Posted by simon clydesdale — 30 January 2012 at 1:19pm - Comments

After the huge success of our UK tinned tuna campaign, described by the Independent as "one of the most successful environmental campaigns in years", it was great to hear a big European tuna brand - Bolton commit to completely clean up its act.

In 2011, tuna giant Bolton recognised the damage associated with fish aggregation devices (Fads) by committing to source nearly half its tuna by 2013 from sustainable fishing methods such as Fad-free fishing and pole and line. And judging by the latest announcement in mid-January, it seemed Bolton was ready to follow all the major UK brands and supermarkets in dumping Fads for good.

Or are they? Bolton put out a press release that promised great things, aiming to go "100 per cent sustainable by 2017". But the PR veneer concealed a lack of substance.

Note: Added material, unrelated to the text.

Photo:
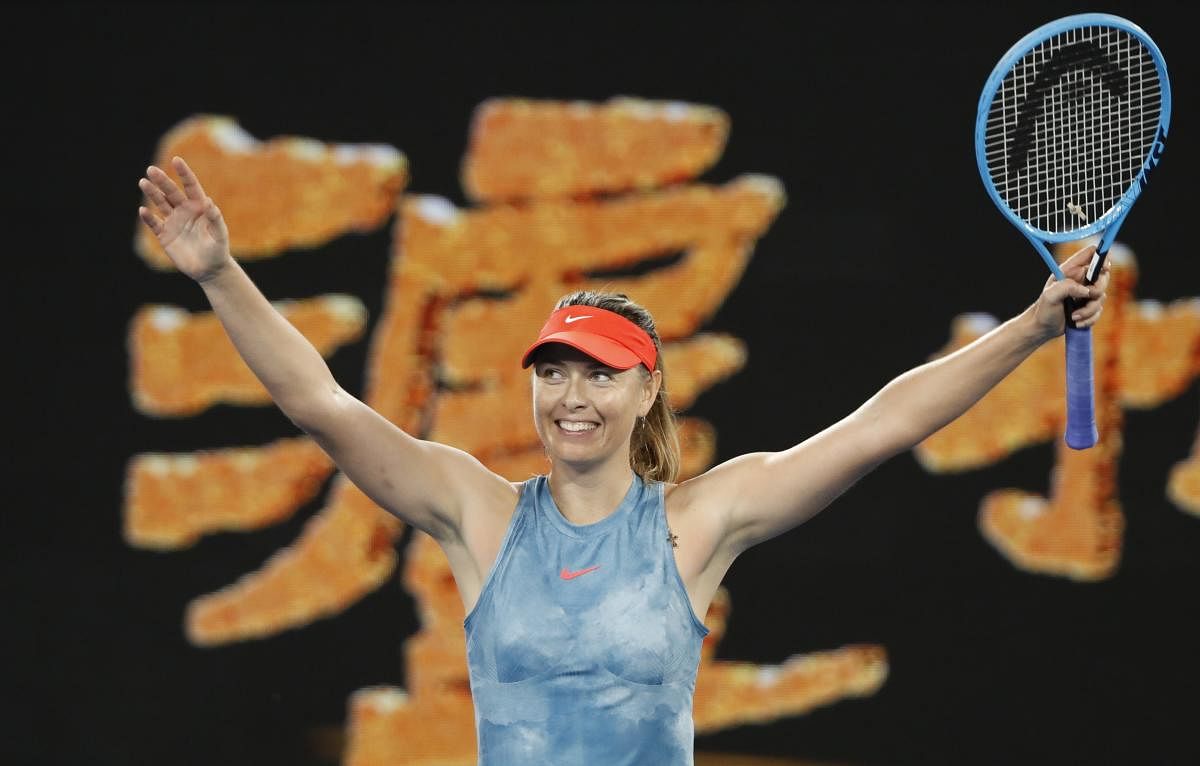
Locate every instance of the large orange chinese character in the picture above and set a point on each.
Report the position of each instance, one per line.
(568, 196)
(1144, 353)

There was no detail about how the company will achieve this laudable aim. Will they now drop Fads and switch to pole and line and Fad-free fishing for all of its tuna? Bolton is not telling us, so we simply don’t know if this commitment is worth the paper it’s written on. I could happily commit to being 100 per cent fluent in Swedish by 2017, but without a plan to get there it’s not going to happen.

The tuna market is changing rapidly under pressure from consumers and NGOs to clean up its act and dump destructive practices - but there’s still a long way to go for the global industry. Setting aside environmental impacts for one moment, ultimately corporate reputations and bottom lines are at risk if the tuna industry clings to business as usual in this dynamic marketplace. Bolton can learn from the UK and build a genuinely transformative, profitable model for sustainable tuna, or it can watch market share and marine biodiversity fade away as it fights shy of fully embracing change.

Far from what the vested interests in the tuna industry would have you believe, this is not about hairshirt puritans going back to the Stone Age. It’s about fishing in ways that maintain the integrity of oceans ecosystems for future generations. That happens to be incompatible with the increasing industrialisation of tuna fishing using indiscriminate marine minefields – Fads.

What’s it to be, Bolton? Is this bluewash or did something get lost in translation? Please let us know, we’re all ears. Or should that be, we're all otoliths?